I am not a Dime a Dozen!

Among my favorite texts to teach every year in AP Literature is Arthur Miller’s Death of a Salesman, which never fails to move me—and even occasionally has the same impact on teenagers who seem a bit more jaded than I am. I’ve had students weep in the last few moments of the play while we read it aloud, when Willy, the protagonist of the play, is confronted by his eldest son Bif.

If you haven’t read or seen the play, do yourself a favor and skip over this clip until you’ve had a chance to do so.

 

Lee Siegel, writing in the New York Time, worries that audiences today might not see the characters the way that Miller intended:

Mr. Miller’s outrage at a capitalist system he wanted to humanize has become our cynical adaptation to a capitalist system we pride ourselves on knowing how to manipulate. For Mr. Miller, Willy’s middle-class dreams put the system that betrayed them to shame. In our current context, Willy’s dreams of love, dignity and community through modest work make him a deluded loser.

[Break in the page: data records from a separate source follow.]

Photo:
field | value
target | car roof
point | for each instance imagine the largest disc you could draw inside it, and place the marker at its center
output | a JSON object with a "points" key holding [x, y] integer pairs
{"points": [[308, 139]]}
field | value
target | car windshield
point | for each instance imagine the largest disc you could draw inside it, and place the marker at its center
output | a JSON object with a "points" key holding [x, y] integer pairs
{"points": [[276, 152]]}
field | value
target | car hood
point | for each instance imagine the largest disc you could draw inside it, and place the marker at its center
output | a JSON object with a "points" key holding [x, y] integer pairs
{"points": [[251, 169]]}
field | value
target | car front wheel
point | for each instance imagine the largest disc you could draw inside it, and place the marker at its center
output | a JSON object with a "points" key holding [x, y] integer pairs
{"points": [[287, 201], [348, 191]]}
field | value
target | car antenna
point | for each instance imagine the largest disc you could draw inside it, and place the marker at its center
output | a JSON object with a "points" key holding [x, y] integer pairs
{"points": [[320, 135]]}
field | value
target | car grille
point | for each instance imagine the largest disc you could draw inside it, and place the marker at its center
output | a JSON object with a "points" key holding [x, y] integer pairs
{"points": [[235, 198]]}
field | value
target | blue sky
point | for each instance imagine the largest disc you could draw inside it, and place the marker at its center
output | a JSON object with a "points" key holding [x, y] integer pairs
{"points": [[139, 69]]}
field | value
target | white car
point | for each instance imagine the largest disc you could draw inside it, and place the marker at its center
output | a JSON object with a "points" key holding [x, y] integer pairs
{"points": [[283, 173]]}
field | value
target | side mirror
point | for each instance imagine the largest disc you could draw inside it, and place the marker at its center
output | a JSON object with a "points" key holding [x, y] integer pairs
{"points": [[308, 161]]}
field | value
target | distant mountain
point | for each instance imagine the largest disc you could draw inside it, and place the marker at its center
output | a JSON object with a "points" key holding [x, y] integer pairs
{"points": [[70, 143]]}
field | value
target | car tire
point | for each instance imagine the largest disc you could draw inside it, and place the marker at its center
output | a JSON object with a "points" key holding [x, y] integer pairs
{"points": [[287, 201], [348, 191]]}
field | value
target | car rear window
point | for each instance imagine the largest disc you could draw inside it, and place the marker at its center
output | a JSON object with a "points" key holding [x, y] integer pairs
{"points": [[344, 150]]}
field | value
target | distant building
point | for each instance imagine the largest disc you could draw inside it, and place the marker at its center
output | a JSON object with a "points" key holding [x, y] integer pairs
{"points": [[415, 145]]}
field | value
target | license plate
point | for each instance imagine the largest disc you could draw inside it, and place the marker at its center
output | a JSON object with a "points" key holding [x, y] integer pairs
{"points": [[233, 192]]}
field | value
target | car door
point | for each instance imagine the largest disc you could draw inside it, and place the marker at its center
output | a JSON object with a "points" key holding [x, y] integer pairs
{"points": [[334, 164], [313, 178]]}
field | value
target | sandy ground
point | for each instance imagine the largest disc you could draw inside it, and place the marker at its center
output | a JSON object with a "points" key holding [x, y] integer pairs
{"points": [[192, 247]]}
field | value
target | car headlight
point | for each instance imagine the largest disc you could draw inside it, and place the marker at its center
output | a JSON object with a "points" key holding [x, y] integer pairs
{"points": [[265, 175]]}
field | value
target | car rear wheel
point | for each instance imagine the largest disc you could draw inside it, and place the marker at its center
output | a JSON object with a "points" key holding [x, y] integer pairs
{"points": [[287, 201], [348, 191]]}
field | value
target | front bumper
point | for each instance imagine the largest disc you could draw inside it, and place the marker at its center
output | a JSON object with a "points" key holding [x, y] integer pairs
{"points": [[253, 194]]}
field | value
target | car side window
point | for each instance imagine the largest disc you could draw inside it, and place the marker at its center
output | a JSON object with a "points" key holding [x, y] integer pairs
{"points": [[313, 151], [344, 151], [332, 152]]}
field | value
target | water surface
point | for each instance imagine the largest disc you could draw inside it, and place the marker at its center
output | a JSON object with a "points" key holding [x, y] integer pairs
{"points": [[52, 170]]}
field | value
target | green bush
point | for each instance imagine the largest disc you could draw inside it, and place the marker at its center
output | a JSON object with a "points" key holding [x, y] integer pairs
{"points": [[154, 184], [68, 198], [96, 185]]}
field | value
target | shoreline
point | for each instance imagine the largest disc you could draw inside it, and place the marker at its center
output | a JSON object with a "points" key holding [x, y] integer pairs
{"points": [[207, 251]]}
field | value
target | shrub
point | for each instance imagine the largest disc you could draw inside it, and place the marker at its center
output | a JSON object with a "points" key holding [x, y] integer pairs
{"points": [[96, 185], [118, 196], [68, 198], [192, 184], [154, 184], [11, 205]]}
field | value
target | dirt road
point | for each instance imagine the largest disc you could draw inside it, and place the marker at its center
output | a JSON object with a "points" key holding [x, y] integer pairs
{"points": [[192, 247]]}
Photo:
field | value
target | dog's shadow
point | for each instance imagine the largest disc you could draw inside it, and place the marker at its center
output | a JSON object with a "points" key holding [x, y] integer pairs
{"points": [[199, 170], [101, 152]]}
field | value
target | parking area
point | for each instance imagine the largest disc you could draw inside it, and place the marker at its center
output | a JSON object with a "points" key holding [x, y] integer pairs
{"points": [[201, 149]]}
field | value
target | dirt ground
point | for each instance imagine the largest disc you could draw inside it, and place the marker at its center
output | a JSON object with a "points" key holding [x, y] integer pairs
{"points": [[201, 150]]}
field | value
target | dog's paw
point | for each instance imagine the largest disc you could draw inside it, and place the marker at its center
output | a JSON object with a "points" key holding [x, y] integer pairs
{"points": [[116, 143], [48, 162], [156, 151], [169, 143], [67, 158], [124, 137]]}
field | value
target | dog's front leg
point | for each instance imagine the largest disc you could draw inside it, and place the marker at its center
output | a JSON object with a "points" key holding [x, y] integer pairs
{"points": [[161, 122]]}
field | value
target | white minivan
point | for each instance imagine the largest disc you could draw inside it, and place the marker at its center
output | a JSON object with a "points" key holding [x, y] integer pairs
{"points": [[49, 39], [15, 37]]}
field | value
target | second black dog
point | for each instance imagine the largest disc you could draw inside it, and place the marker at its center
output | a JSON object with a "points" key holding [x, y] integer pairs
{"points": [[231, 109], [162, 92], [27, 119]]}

Perhaps there is a simple, unlovely reason “Death of a Salesman” has become such a beloved institution. Instead of humbling its audience through the shock of recognition, the play now confers upon the people who can afford to see it a feeling of superiority — itself a fragile illusion.

I know some students react to the play in the way that Siegel describes, struggling to see him as a tragic figure because his dreams seem so mundane. The play breaks my heart because Willy, flawed though he is, represents values that still awfully important to me—an honest day’s work, building a little something for your family, and hoping for something better.